FMLA interference claims create a more level playing field for fired workers

Posted on by

An employee who is fired during FMLA leave may be able to make an FMLA interference claim. An interference claim gives an employee a chance to legally contest their termination without having to prove the employer’s motive. FMLA interference claims also shift important burdens of proof to the employer.

One reason why employment law cases are so difficult for employees is that typically they have the burden to prove that they were fired or otherwise discriminated against for an unlawful reason.  

Employers of course almost always deny illegal motivations and there is an entire “industry” – HR — devoted to helping companies cover their tracks on a termination.

But while an FMLA interference claim may not be easy for employees, employees have a more level playing field in an FMLA interference claim than they do in a typical employment law case.

What is FMLA interference?

In an FMLA interference claim, so long as an employee is eligible for FMLA, it is unlawful for them to be fired by their employer if the reason is connected to them taking leave. The employee doesn’t need to prove anything about employer motivation.

Secondly, once the employee shows they are eligible for FMLA, then the employer has the burden to show the termination was unconnected with them taking FMLA leave.

In fact, an employer need not even terminate an employee to be liable for FMLA interference. Counting FMLA protected leave as unexcused absences can constitute FMLA interference.

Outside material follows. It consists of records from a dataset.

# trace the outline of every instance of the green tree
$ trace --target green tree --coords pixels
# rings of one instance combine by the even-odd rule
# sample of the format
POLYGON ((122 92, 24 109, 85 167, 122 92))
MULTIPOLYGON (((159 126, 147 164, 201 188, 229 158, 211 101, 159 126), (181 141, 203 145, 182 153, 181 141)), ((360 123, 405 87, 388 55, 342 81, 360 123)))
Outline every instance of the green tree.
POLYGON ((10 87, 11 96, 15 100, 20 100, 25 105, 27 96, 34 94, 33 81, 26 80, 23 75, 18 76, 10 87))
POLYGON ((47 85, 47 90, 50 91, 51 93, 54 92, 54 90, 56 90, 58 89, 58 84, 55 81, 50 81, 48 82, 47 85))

Interference v. retaliation

Cases involving suspected misconduct by an employee out on FMLA can show the difference between a retaliation and interference claim. An employee suspected of misconduct by their can still survive a motion to dismiss if they can show part of the reason they were terminated went to them taking FMLA. For example, maybe they were fired for attendance issues and some attendance points were wrongly deducted.

In contrast, an allegation of employee misconduct can give an employer an honest or good faith reason to fire an employee. That good faith reason is often enough to get a retaliation case dismissed even if the suspected employee misconduct turns out not to be true.

Another common pitfall in any kind of retaliation case is that the person who made the decision to terminate an employee, may not have notice that an employee engaged in a protected activity. This is especially true in FMLA cases where companies outsource FMLA leave administration. Again, an interference claim dispenses with that issue for an employee.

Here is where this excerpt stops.